Our attention is Fake News and so we must return to the subject. The second lead of Indian Express today is: “Slowdown concern, need to push growth jobs: PM’s advisors”
Quite a few things in this headline and the positioning of the story got my antennas up. I could smell Fake News in the use of “concern” and “PM’s advisors” in the headline. Would PM’s advisors really go public with their “concern” on the state of the economy? And the use of “PM’s advisors” and not the Economic Advisory Council (EAC) was a giveaway on who is meant to be a fall guy. All the economic ills of the country, by inference, must be put at the door of the Prime Minister. His own advisors are expressing concern at their own authoritarian ruler, that’s the inference.
The fake use of “concern” was easy to spot. The Express quoted part-time member Ashima Goyal that EAC would “work as a sounding board of ideas.” But Express cleverly preceded this quote with an inserted view of their own of “concern.” Read this particular para and make up your own mind:
There is a lot of concern about the economy today and the Council will “work as a sounding board of ideas”, EAC member Ashima Goyal said.

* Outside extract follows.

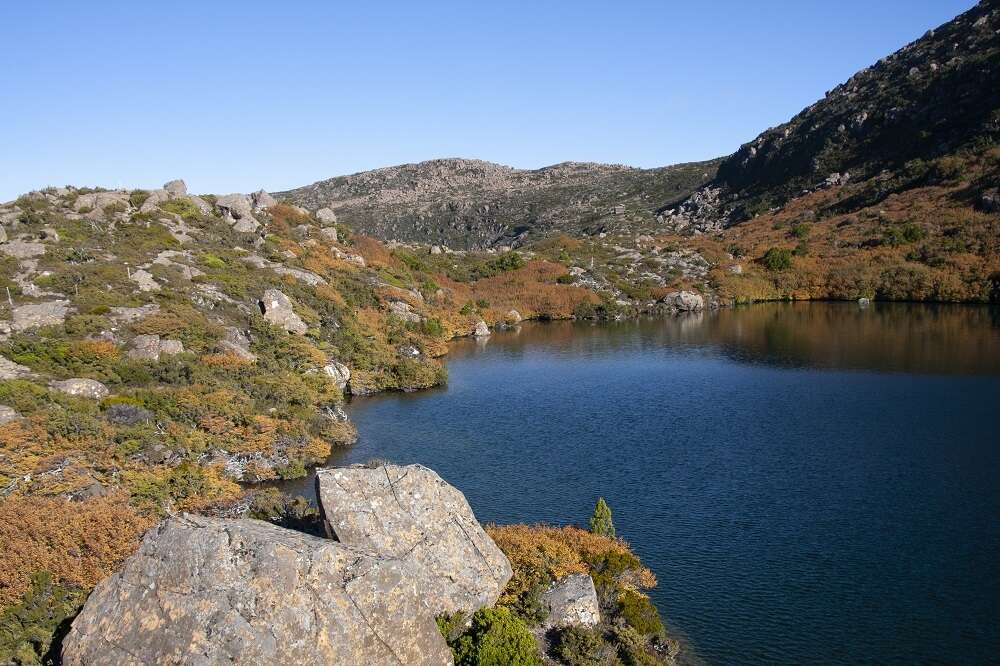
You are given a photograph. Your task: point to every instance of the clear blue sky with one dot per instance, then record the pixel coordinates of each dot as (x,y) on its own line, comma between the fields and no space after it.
(234,96)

(The Express cleverly held back the full designation of Ashima Goyal. She is a part-time and not full-time EAC member).
That being so, I poured over the rest of the lengthy story. Then I read the same story in Times of India and Hindustan Times. I was intrigued that the Times of India prominently put in a front-page lead box the view of another EAC part-time member Rathin Roy that “IMF’s growth projections are 80% wrong…World Bank’s growth projections are 65% wrong. The government’s estimates are right more than 90% of the time.” However, the front page 1000-plus wordathon of Indian Express has no mention of it at all!
It is such selective and distorted coverage which has made Indian Express lose all its respect in the eyes of the discerning readers. It is morally wrong, agenda-driven, and worse a case of cheating against its paying-consumers. When the readers are seeking true coverage and information, they are getting blighted and manipulated coverage. Indian Express must be having its own compulsion, their hands could be forced but the newspaper would do well to heed this opinion of one of its readers: “I haven’t seen any story which favours a Hindu viewpoint in Indian Express for ages, at least on front page).” The worst thing a newspaper could do to its reputation is to appear biased and agenda-driven.